Ya hemos mencionado que el prototipo de residente de un PAU es una familia joven, estable y con dos hijos. El término de la seguridad va muy ligado a este último, pues la crianza y el desarrollo de un hijo será, desde este punto de vista, mucho más tranquilo dentro de una comunidad homogénea.
Tampoco debemos ignorar que, dada la desconfianza y la ausencia de los servicios públicos en la zona, los padres tratarán de brindar a los hijos la mejor educación y las mejores aptitudes a través de colegios privados, a los que se sumarán academias de pago y otras educaciones extraescolares. El padre prepara al hijo para un mundo competitivo en el que el dinero (para pagar estos servicios privados) es prácticamente un seguro. Como diría nuestro autor: “el familiarismo es la prevalencia de lo individual y la capacidad de legarlo”.
5. Cochismo.
Este es uno de los puntos más relevantes y nuestro preferido, dada la brillantez con la que Dioni lo expresa. El coche no es sólo un producto tecnológico que nos permite movernos allá donde queramos (ya hemos comentado la movilización como un límite), pues también es un símbolo. Recordemos que la clase media aspiracional busca un refuerzo constante de su estatus, por lo que en el coche encontrará un gran pilar.
De hecho, el coche es el punto intermedio entre el domicilio y el trabajo, e incluso podemos decir que es el momento más íntimo. Además, es un símbolo de independencia y decisión. Dioni nos dirá que, de hecho, el coche es “una entidad privada que se desplaza por ámbitos públicos”. Frente a esto, el transporte público, que ya sabemos que no llega a estas zonas, obliga a acatar unas normas cívicas, unos horarios e incluso unos "puntos de recogida". Como vemos, hasta moverse es ideología.

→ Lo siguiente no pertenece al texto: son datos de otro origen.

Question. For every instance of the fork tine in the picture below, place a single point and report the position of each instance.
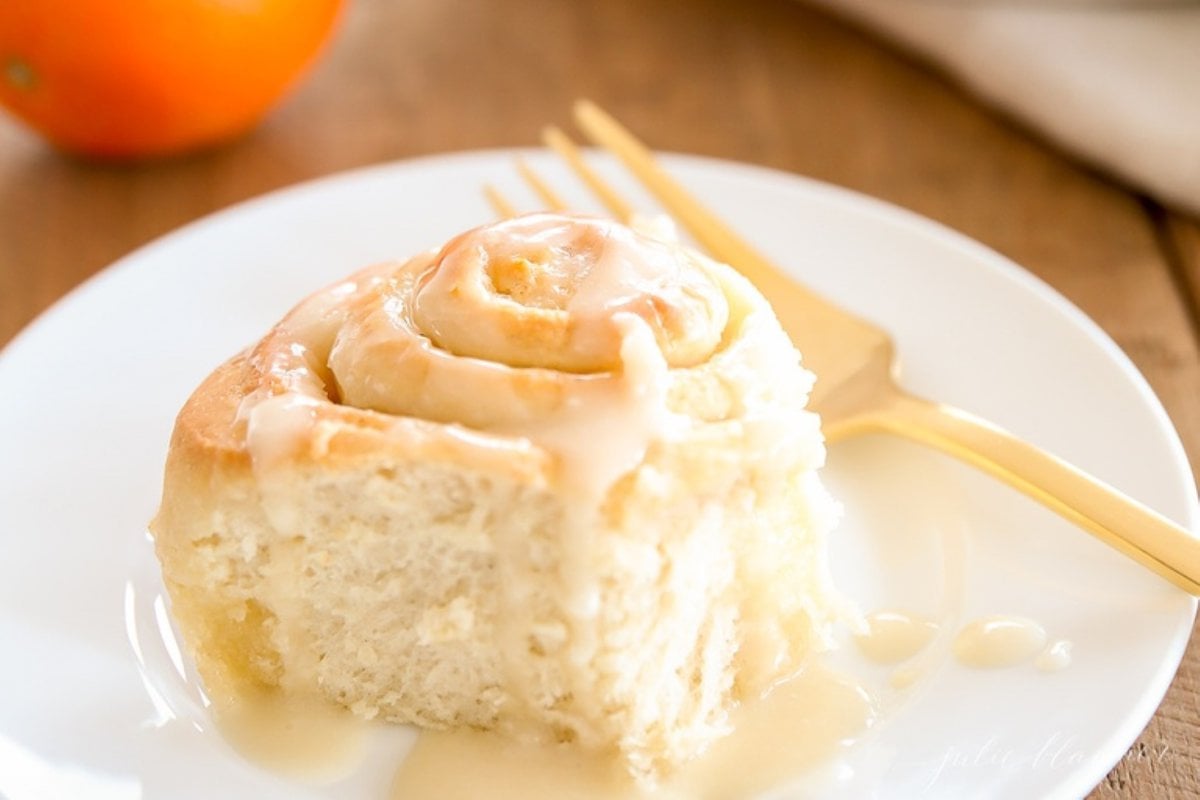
(535, 181)
(562, 144)
(499, 203)
(708, 229)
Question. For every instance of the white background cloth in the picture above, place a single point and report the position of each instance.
(1117, 84)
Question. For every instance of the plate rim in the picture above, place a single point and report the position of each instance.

Perfecto; tenemos una imagen clara del pauer y de cuáles son esas aspiraciones y características que le rodean dentro de su sistema urbanístico. ¿Realmente esto genera una ideología? Ya hemos comentado que Dioni es cauto al hablar de esto, pero creemos que es necesario recalcarlo. Es evidente que una acción política (desde el voto hasta la participación en una protesta) viene influenciada por un sinfín de características, pero debemos destacar este ensayo por darnos una perspectiva novedosa. También es obvio que el entorno en el que crecemos es muy relevante para la formación de nuestra ideología, pero no debemos desdeñar el ambiente que nos rodea cuando nos asentamos en cierto lugar. Ya hemos visto que pauer no puede ser cualquiera, por lo que aquel que se muda a estas zonas residenciales ya arrastra cierto sesgo ideológico, pero es muy posible que, tras años de convivencia dentro de ese entorno, muchas de sus posiciones se vean, como mínimo, consolidadas. El pensamiento y nuestras posiciones políticas nunca terminan de desarrollarse y, de hecho, están en constante movimiento. La interacción en un entorno homogéneo, la idea de sentirse abandonado por los servicios públicos u otros eventos puede influenciar notablemente.
Como es evidente, lo expresado en este artículo es un pequeño resumen de sólo uno de los puntos expresados en la gran obra de Dioni. El autor va mucho más allá y, además de analizar cómo se forma la política inmobiliaria en España (sucesos como la burbuja y la crisis inmobiliaria son ya prácticamente inherentes a la política española), estudia qué ocurre con los pauers. Recordemos que Ciudadanos fue un partido triunfador en su momento, pero ya en 2019 comenzó su caída libre. ¿A quién han votado ahora los pauers? Nosotros, con este pequeño anzuelo, sólo podemos recomendaros una vez más esta obra. ¡Gracias por leernos!